A dimostrazione della plausibilità della tesi esposta, è possibile citare un remoto precedente in una fattispecie per certi aspetti analoga che ha riguardato i contratti collettivi di lavoro con efficacia obbligatoria erga omnes ai sensi dell’art. 39 Cost. Come è noto, tale fonte di diritto non è mai stata attuata, ma inizialmente il legislatore ordinario, per darvi una prima attuazione, approvò la legge n. 741/1959 (Norme transitorie per garantire minimi di trattamento economico e normativo dei lavoratori) che autorizzava il governo ad adottare con decreti legislativi i contratti collettivi di diritto comune. Allora, la Corte costituzionale ebbe modo di dichiarare non fondata la questione di costituzionalità proprio in ragione del carattere meramente transitorio del meccanismo introdotto, tranne poi dichiarare incostituzionale una successiva legge che mirava a renderlo permanente (sent. n. 106/1962).

D’altronde, è pacifico che il nostro ordinamento costituzionale possa tollerare temporalmente una normativa incostituzionale, anzi ne è addirittura un aspetto fisiologico in considerazione del sindacato successivo del giudizio di costituzionalità. Inoltre, sul piano giuridico una decisione del genere non pregiudicherebbe nulla, poiché, nell’ipotesi della mancata adozione della legge costituzionale, i processi a Berlusconi ricomincerebbero senza che il tempo decorso abbia prodotto nessun effetto giuridico, essendo i termini prescrizionali sospesi (è ovvio che sul piano politico il discorso è totalmente diverso, ma è un piano, appunto, meta-giuridico). La soluzione indicata permetterebbe, inoltre, alla Corte di ribadire il suo rigore interpretativo, mediante la conferma integrale della propria giurisprudenza, e al contempo la sua sensibilità e mitezza istituzionale.
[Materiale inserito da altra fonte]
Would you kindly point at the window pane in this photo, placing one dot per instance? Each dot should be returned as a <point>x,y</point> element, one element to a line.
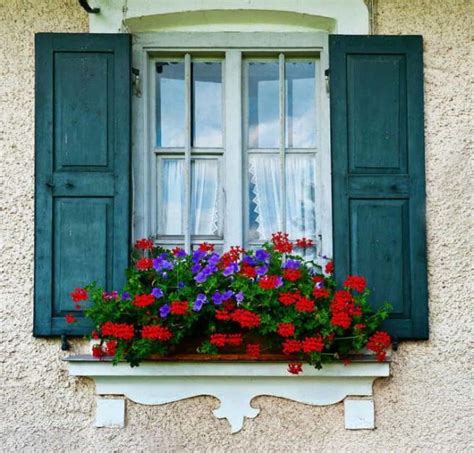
<point>263,105</point>
<point>171,196</point>
<point>300,196</point>
<point>170,104</point>
<point>204,196</point>
<point>207,105</point>
<point>300,105</point>
<point>264,197</point>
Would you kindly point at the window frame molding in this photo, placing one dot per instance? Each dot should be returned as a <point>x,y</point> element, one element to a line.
<point>233,45</point>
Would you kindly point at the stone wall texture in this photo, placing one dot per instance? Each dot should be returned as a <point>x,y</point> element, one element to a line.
<point>425,406</point>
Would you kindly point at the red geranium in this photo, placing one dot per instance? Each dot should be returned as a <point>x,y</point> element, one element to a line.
<point>144,264</point>
<point>281,242</point>
<point>292,274</point>
<point>286,329</point>
<point>356,283</point>
<point>304,304</point>
<point>118,330</point>
<point>329,269</point>
<point>179,307</point>
<point>155,332</point>
<point>246,318</point>
<point>313,344</point>
<point>143,300</point>
<point>144,244</point>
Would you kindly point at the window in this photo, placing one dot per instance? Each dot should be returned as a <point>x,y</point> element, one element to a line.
<point>236,147</point>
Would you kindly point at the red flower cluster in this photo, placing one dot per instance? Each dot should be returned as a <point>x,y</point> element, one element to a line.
<point>253,350</point>
<point>378,342</point>
<point>179,307</point>
<point>220,339</point>
<point>286,329</point>
<point>292,274</point>
<point>118,330</point>
<point>281,242</point>
<point>356,283</point>
<point>144,244</point>
<point>248,271</point>
<point>70,318</point>
<point>292,346</point>
<point>320,293</point>
<point>206,247</point>
<point>295,368</point>
<point>313,344</point>
<point>304,243</point>
<point>269,281</point>
<point>144,264</point>
<point>246,318</point>
<point>289,298</point>
<point>329,268</point>
<point>343,309</point>
<point>155,332</point>
<point>79,294</point>
<point>304,304</point>
<point>232,256</point>
<point>143,300</point>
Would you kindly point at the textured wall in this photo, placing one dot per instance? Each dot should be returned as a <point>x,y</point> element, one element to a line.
<point>424,406</point>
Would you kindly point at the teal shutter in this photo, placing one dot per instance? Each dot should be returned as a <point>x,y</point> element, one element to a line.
<point>376,89</point>
<point>82,182</point>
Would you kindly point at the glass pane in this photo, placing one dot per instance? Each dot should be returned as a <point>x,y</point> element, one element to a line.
<point>264,197</point>
<point>207,105</point>
<point>204,197</point>
<point>170,104</point>
<point>171,197</point>
<point>300,105</point>
<point>263,105</point>
<point>301,196</point>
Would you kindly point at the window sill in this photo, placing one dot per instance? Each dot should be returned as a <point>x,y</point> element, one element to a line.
<point>161,382</point>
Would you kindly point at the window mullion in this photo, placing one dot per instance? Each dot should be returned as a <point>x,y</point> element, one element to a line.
<point>187,154</point>
<point>281,84</point>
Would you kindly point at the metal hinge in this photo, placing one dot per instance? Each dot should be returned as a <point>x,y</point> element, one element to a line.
<point>327,73</point>
<point>136,82</point>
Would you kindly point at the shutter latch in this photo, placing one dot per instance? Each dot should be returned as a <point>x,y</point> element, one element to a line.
<point>136,82</point>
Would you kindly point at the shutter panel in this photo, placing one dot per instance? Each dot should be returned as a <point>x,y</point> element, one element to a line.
<point>376,88</point>
<point>82,182</point>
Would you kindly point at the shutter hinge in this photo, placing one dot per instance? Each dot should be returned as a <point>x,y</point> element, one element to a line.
<point>327,73</point>
<point>136,83</point>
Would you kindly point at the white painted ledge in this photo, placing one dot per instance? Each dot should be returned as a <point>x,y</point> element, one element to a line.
<point>235,384</point>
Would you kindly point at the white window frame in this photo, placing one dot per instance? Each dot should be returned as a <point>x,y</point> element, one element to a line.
<point>147,45</point>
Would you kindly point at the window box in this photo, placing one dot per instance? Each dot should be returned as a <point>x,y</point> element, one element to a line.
<point>165,381</point>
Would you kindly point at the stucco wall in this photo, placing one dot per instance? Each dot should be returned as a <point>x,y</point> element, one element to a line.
<point>424,406</point>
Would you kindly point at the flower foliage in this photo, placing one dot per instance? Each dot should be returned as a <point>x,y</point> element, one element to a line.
<point>243,301</point>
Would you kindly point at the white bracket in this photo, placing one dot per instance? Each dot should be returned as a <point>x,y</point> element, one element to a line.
<point>164,382</point>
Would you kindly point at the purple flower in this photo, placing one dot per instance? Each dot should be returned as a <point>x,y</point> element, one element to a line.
<point>165,310</point>
<point>199,302</point>
<point>291,264</point>
<point>262,255</point>
<point>230,269</point>
<point>157,292</point>
<point>239,297</point>
<point>217,298</point>
<point>262,270</point>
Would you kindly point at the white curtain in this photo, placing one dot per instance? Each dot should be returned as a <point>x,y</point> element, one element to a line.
<point>204,217</point>
<point>204,197</point>
<point>265,179</point>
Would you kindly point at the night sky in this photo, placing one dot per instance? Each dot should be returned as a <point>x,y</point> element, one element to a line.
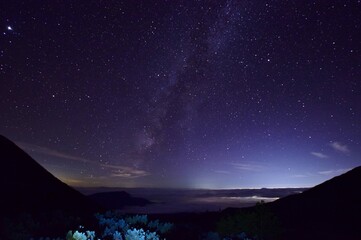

È vero che questo finirebbe con lo scontentare tutti gli ultras delle opposte fazioni, ma forse proprio perché entrambi trasferiscono su piani impropri le loro ragioni politiche. In ogni caso, a prescindere da quale sarà la decisione assunta e ferma restando la sua naturale opinabilità teorica, anche in questa occasione la Corte costituzionale confermerà di essere un faro che illumina di verità e giustizia l’intero edificio repubblicano.